Al centro del romanzo La vita nascosta del tempo presente di Mariano Lamberti c’è Max, un uomo che vive un disagio profondo che gli impedisce di abbandonarsi all’amore.

Un egocentrico anaffettivo sul quale si riversano, come una condanna, dolori e disagi del padre e del nonno, morti entrambi da tempo.

Quel tempo passato e brutale che vive nascostamente nel tempo presente, rendendo Max incapace di vivere.


Il romanzo racconta in parallelo non solo - come detto - il presente di Max (che scorre inesorabile), ma anche il tragico passato di suo nonno e quello assai breve del padre.

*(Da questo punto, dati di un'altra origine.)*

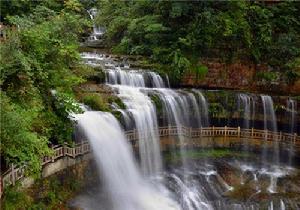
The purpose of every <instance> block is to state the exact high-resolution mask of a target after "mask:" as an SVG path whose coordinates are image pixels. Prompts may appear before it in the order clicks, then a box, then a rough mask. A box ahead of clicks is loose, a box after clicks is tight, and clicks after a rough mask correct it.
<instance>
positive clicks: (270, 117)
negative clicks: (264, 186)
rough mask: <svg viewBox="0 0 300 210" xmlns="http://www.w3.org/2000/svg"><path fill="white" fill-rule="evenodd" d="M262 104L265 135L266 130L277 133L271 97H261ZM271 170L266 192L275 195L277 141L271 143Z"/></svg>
mask: <svg viewBox="0 0 300 210" xmlns="http://www.w3.org/2000/svg"><path fill="white" fill-rule="evenodd" d="M261 99H262V103H263V110H264V129H265V131H266V134H267V130H270V131H273V132H277V120H276V115H275V111H274V105H273V100H272V97H271V96H265V95H262V96H261ZM274 138H275V137H274ZM266 144H267V143H266V142H265V143H264V148H263V157H262V159H263V165H264V166H266V164H267V161H266V160H267V149H266ZM272 149H273V151H272V152H273V160H272V162H273V164H274V165H273V170H274V174H271V175H270V186H269V187H268V191H269V192H270V193H275V192H276V188H277V177H276V172H277V171H278V167H279V145H278V141H277V139H274V142H273V148H272Z"/></svg>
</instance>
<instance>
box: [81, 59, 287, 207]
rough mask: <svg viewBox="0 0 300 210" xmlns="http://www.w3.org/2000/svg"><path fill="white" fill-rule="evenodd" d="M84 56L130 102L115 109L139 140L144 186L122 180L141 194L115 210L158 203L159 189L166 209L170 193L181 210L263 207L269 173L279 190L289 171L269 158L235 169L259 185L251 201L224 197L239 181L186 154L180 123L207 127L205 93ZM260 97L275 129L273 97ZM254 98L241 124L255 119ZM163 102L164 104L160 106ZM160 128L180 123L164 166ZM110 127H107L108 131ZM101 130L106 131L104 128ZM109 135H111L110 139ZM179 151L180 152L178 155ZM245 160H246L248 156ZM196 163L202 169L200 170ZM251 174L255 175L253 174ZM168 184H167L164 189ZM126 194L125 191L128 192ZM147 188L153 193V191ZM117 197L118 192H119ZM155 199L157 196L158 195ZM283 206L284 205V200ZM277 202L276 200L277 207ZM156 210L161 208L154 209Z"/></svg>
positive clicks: (107, 60) (244, 124)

Passati con i quali Max non ha avuto il tempo - e, forse, la voglia - di fare i conti.

Passati che si ripresentano puntuali ogni qual volta Max tenta di abbandonarsi all’amore e ai suoi progetti artistici.

Passati che lo inchiodano a una vita da piccolo borghese, ossessionato dai soldi e divorato dai sensi di colpa, perché sostanzialmente incapace di comprendere la ritualità liberatoria del sesso sadomaso tra uomini da cui è irresistibilmente attratto.


Un sesso, il suo, vissuto ossessivamente, ma non gioiosamente.

Un sesso percepito come degradante e da cui purificarsi per potersi presentare “pulito” ai nuovi compagni.

Max non riesce, infatti, a comprendere che il blocco emotivo di cui soffre, non è certo dovuto al sesso, ma a un divorante, quanto incompreso, bisogno di azzerare il passato.


Neppure l’affermazione come artista riesce a liberare Max dal suo blocco emotivo.

Solo l’incontro con una ritualità cruenta e ancestrale lo metterà di fronte al passato… 


Un romanzo, quello di Lamberti, che tocca la sensibilità del lettore soprattutto quando descrive i sadici orrori dei campi di concentramento nazisti e quando racconta della disperata ricerca da parte del piccolo Max di un rapporto autentico con suo padre.